AlphaTangoFoxtrt@reddit
People are always shocked when you get a doctor bill, and negotiate saying:
Not having to deal with all the bullshit insurance companies force on you, much of which was pushed by law, drastically lowers the price and makes the system more efficient.
I know people who do billing, someone had to sit on the phone for an hour fighting a claim insurance refused to pay. They refused to pay because when the claim was sent over someone in data entry on their end typo'd the "billing code" so insurance was adamant the $200 test, which they'd only pay $100 for, was not covered. Absolute waste of time.
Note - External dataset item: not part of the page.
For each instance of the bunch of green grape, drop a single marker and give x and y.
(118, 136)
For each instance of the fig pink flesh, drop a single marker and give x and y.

FriendlyArachnid6000@reddit
"accidentally" couldn't confirm insurance I paid for months, 3 different clinics (identified through the insurance website) would not accept it until I forced a conference call between a receptionist and an insurance agent. Both parties just stood pointing the finger toward the other.
"Accidentally" advertised the FSA funds as usable at POS. Instead every spend required a receipt entered online for reimbursement; which they immediately found bullshit reasons to reject.
The level of scamming is going up with some plans.
Adventurous_Focus994@reddit
Bingo. This has been very hard to explain to people who don't consider themselves libertarian (friends of mine).. This is always my main point..
Also, how many doctors visits could you circumvent if there was no drug war, and you could self diagnose, and get the pharmas you need for the lint in your pocket.
Nycmale9876@reddit
Healthcare is the only good or service you will consume this year where you do not know the price beforehand
Mourngrymm@reddit
Because the government has ruined the healthcare system.
somerville99@reddit
They can. Plans vary widely.
RocksCanOnlyWait@reddit
The cheaper plans were effectively made illegal. The ACA (Obamacare) set a lot of minimum coverage requirements. IIRC, it's possible to get actual catastrophic insurance for younger people, but there are so many legal hurdles that it's not worth it.
DodiWoof@reddit
Because taking other nations health and lives gives them much better satisfaction than their own. It’s a culture and a nation as such.
hlpmebldapc@reddit
The ACA set minimum benefits that have to be covered, is the real answer.
nerd_life@reddit
Posting the broad topic of Helathcare Inaffordability to the Libertarian sub is like telling me you have a biology paper to write but you're really just here for the Shark feeding.
blackshortsandvans@reddit
Corporatism. The federal government uses the private insurance industry to pay for costs that aren't covered by their Medicare/Medicaid, cost shifting. Private insurance plan holders are paying the bills of their failing plan.
GrassyField@reddit
True health insurance is illegal.
ItShouldntBe06@reddit
Because of excessive government intervention and regulation.